No Brasil, mesmo que disfarçada ou soterrada, a história colonial persiste. O fantasma da colonialidade não está apenas nas relações sociais e de trabalho cotidianas, mas rondando a materialidade de cidades por todo o país, mesmo quando se tenta maquiá-las. Praia Formosa, primeiro longa ficcional de Julia de Simone, começa com filmagens de obras no Rio de Janeiro, no começo da década de 2010, no que se chamou de revitalização da região portuária para o porto maravilha. Parece irônico, mas é justamente na demolição para a construção de algo novo que o cais do Valongo ressurgiu.
Um cais que foi idealizado justamente para fugir dos olhares da elite escravagista, da cidade que queria ser europeia e da família real que estava chegando, fugida, no país, no começo do século XIX. O cais do Valongo recebia os escravizados e fazia o comércio das pessoas nas casas coloniais que circundam a região que hoje é centro do Rio de Janeiro. Casarões imponentes, com portas e janelas enormes, hoje instagramáveis, tinham uma única função: comercializar pessoas. É com a ideia de imponência de uma casa colonial que Praia Formosa parte para contar uma história de irmandade entre duas mulheres que abolem a lógica do tempo para se encontrar.

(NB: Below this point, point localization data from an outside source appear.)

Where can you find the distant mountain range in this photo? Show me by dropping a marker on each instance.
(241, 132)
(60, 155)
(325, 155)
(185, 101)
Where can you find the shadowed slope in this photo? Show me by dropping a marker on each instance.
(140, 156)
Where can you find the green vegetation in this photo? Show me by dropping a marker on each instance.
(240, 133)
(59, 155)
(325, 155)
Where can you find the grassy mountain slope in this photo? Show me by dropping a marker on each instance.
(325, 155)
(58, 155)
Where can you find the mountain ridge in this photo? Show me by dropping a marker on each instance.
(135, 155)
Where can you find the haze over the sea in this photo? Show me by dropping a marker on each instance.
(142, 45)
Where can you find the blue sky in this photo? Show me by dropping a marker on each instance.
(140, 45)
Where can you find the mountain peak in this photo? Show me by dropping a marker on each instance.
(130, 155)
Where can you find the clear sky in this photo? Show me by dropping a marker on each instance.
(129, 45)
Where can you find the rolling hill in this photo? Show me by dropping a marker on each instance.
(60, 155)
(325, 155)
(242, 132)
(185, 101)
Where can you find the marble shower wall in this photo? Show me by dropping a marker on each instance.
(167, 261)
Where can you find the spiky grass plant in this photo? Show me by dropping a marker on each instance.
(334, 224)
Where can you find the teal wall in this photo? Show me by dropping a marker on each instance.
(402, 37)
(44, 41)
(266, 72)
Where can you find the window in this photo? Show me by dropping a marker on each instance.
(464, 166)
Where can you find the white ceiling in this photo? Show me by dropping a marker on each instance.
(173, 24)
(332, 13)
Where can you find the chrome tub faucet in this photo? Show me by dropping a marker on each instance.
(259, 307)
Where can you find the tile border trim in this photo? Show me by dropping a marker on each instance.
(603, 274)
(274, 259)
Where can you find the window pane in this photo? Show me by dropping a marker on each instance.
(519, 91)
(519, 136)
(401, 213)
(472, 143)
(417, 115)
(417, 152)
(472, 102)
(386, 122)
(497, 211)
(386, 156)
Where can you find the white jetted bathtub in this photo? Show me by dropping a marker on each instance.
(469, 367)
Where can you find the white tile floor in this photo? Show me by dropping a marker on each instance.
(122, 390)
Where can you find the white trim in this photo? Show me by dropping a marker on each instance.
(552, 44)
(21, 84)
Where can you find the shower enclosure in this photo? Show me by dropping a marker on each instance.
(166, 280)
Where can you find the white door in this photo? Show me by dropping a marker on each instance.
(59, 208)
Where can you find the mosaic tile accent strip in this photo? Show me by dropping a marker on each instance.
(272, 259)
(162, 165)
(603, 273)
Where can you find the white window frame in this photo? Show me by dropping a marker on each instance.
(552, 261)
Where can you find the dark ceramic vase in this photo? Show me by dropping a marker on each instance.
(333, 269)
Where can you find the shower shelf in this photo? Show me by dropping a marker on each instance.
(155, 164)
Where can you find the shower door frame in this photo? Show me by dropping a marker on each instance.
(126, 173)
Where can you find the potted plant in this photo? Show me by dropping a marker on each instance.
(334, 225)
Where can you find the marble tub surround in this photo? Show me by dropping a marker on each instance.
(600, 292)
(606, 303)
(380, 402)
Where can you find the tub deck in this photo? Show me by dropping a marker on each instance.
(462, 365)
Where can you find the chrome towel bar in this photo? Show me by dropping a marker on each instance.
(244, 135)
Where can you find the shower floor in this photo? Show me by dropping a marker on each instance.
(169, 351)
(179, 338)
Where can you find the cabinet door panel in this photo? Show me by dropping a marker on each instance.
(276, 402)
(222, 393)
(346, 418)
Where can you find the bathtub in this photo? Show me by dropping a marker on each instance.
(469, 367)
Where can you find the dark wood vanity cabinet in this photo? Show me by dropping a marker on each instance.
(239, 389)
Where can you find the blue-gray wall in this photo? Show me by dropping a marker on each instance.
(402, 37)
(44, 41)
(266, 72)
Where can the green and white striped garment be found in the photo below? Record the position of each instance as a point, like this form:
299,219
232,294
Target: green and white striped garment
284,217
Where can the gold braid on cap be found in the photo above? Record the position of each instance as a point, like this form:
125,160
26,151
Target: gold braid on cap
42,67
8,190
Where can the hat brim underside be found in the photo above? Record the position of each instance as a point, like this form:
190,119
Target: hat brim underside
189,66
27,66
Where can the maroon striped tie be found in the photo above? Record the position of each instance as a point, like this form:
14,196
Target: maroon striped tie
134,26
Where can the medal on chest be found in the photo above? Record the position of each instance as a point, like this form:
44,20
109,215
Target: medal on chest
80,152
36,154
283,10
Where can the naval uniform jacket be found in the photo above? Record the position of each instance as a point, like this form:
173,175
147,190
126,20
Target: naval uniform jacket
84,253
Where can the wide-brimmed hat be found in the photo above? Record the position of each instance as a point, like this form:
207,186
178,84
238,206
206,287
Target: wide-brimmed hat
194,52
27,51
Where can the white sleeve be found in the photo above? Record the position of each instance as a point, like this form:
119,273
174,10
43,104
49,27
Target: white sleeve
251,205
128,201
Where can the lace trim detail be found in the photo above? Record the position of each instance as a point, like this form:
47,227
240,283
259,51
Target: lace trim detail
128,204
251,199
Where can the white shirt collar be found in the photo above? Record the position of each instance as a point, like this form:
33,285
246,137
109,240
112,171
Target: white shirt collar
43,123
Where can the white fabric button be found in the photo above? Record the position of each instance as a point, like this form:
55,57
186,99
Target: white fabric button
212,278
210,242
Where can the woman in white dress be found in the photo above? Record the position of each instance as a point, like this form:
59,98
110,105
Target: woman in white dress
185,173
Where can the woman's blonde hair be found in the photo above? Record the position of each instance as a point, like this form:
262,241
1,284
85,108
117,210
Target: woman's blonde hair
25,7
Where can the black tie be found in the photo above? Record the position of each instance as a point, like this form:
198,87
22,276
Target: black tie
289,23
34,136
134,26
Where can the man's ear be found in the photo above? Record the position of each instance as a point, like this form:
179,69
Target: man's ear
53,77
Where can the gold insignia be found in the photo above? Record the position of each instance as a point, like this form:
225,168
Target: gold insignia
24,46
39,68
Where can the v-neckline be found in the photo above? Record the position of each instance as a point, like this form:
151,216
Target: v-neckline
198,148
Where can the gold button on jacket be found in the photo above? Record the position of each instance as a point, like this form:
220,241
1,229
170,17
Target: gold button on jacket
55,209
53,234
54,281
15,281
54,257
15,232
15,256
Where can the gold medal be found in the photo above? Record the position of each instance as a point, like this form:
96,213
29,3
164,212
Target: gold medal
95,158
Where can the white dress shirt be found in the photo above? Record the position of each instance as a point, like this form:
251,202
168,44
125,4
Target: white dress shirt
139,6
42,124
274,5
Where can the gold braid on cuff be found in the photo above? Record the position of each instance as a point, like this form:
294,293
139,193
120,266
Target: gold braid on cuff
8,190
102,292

O filme aposta na anulação do tempo e espaço cartesianos para trazer Muanza (Lucília Raimundo) e Kieza (Samira Carvalho) numa conexão que só pode se realizar com o ressurgimento do Valongo. Houve um tempo em que as duas mulheres conviveram e prometeram partir juntas do porto da Praia Formosa. Muanza não consegue se desvencilhar de Catarina, uma sinhá portuguesa e Kieza lhe deixa uma carta, prometendo que vão se encontrar.
Praia Formosa opera esteticamente tanto na travessia desse tempo até o encontro – um tempo espiralado –, quanto na construção da relação entre Muanza e Kieza, duas mulheres que não falam a mesma língua mas quando tratadas como iguais pela escravidão, se irmanam. A casa onde Muanza ainda está presa (acordando todo dia na mesma cena) está deteriorada pelo tempo, é ruína colonial. Como num filme de ficção científica, as duas vão deixando rastros uma para a outra em camadas diferentes de tempo, como se tudo que está soterrado irá sempre retornar, ou se encontrar, em algum lugar.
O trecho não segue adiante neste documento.